Les décisions politiques actuelles, plutôt que de chercher à pallier à ces dynamiques, renforcent la précarité et l’inégalité. Les cantons romands sont aujourd’hui à l’avant-garde de cette remise en cause du droit de chacun·e d’accéder aux études. Ainsi, le 5 novembre dernier, le Conseil d’état vaudois, à majorité de gauche rose-verte rappelons-e, a présenté un nouveau projet de loi sur les bourses d’étude. Si on y trouve quelques améliorations, comme la possibilité d’octroi d’une bourse en cas d’études à l’étranger, ou une meilleurs prise en compte des charges fiscales des familles dans le calcul des bourses, cela se fait au prix de régressions importantes. L’accès au statut d’indépendant financier y sera très restreint : il permet aux jeunes qui vivent de façon autonome, sans l’aide de leurs parents, de toucher une bourse pleine. Jusqu’ici, pour obtenir ce type de bourses, il fallait prouver qu’on avait travaillé 12 mois (pour les plus de 25 ans) – ou 18 mois (pour les moins de 25 ans) – avant le début de ses études. Dans le nouveau projet, il faudra avoir fini une formation professionnelle, avoir travaillé 2 ans dans le canton de Vaud, ou sinon, avoir travaillé 6 ans d’affilée, dont 2 dans le canton de Vaud. La loi prévoit également une baisse des forfaits repas journaliers de 11 à 7 francs. Enfin, la durée sera restreinte suivant la formation.
Cette attaque intègre le discours xénophobe et raciste ambiant en interdisant désormais l’accès aux bourses aux étranger·e·s titulaires d’un permis F ou N, excluant ainsi encore plus les personnes ne possédant pas la nationalité suisse. En la matière, le Valais fait également fort. Mené par le nouveau conseiller d’Etat, l’UDC Oskar Freysinger, une coupe claire de 3,5 millions de francs suisses dans le budget alloué aux bourses d’études a été annoncée.
Ces deux exemples cantonaux sont symptomatiques de la volonté de limer un système déjà très lacunaire au niveau fédéral (les cantons de Saint-Gall et Schaffhouse ont également réduit leur engagement en faveur des bourses). Cette politique ne peut mener qu’à un renforcement de la précarité des jeunes en formation, une frange de la population connaissant une situation de plus en plus difficile. De telles mesures privent de formation un nombre croissant de jeunes, renforçant leur exposition à la précarité et à la pauvreté. Cette politique renforce l’inégalité sociale, faisant dépendre l’accès à la formation de l’origine socio-économique des personnes.

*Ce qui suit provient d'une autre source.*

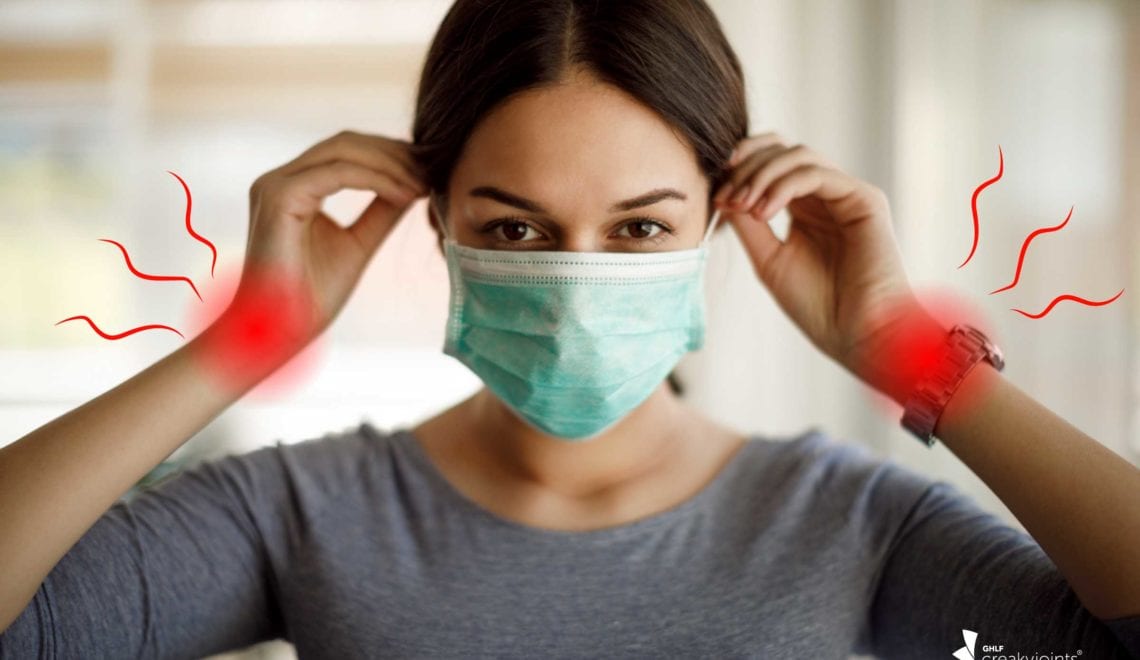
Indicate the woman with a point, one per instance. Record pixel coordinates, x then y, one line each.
576 506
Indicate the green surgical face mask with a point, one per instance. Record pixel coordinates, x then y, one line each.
573 341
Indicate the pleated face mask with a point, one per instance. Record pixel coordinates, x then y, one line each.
573 341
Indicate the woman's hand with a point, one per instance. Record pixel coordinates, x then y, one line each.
300 265
839 275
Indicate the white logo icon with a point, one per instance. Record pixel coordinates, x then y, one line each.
967 652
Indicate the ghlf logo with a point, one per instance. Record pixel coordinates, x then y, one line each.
967 652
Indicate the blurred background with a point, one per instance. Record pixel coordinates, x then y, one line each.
98 99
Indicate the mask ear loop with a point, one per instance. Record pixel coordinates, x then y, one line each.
442 221
716 216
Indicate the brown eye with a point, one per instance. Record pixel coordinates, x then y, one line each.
642 229
514 230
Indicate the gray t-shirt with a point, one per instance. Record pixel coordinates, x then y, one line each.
353 545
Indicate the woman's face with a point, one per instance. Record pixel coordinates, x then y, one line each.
579 166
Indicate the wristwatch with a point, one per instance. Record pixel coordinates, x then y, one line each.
966 348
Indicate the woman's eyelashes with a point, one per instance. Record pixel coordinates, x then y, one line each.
513 230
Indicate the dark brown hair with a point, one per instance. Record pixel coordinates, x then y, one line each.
670 55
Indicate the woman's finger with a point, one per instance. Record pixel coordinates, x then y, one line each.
374 152
302 193
760 243
809 179
772 169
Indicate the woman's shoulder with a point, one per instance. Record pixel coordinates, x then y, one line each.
815 473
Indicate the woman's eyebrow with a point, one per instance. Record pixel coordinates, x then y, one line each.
511 200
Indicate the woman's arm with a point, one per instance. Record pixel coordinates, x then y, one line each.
835 275
300 268
60 478
1079 499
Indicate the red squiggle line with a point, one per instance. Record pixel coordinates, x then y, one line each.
154 277
122 334
201 238
1067 296
974 201
1025 246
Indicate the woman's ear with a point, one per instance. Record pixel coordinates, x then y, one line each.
436 219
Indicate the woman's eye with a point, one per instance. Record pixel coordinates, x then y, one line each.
641 229
513 230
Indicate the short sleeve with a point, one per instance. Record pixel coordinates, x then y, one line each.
178 571
955 570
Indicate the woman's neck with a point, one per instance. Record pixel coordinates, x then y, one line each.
643 442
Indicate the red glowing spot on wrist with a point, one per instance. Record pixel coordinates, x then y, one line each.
912 343
261 337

Il faut s’opposer à cette orientation et exiger un accès facilité aux bourses. Les montants doivent augmenter afin que chaque bénéficiaire, sans distinction de nationalité, puisse subvenir à ses besoins. L’Etat doit garantir à chacun l’accès aux études, et fournir des bourses qui permettent d’étudier dans des conditions d’autonomie. La précarité des étudiant·e·s ne peut être combattue par de petits jobs qui conduisent à l’augmentation du taux d’échec. Afin de mener une lutte efficace contre ces projets de loi, il faut se mobiliser dans chaque canton (une coordination se met en place dans le canton de Vaud), appeler à des actions concrètes et construire un véritable mouvement national.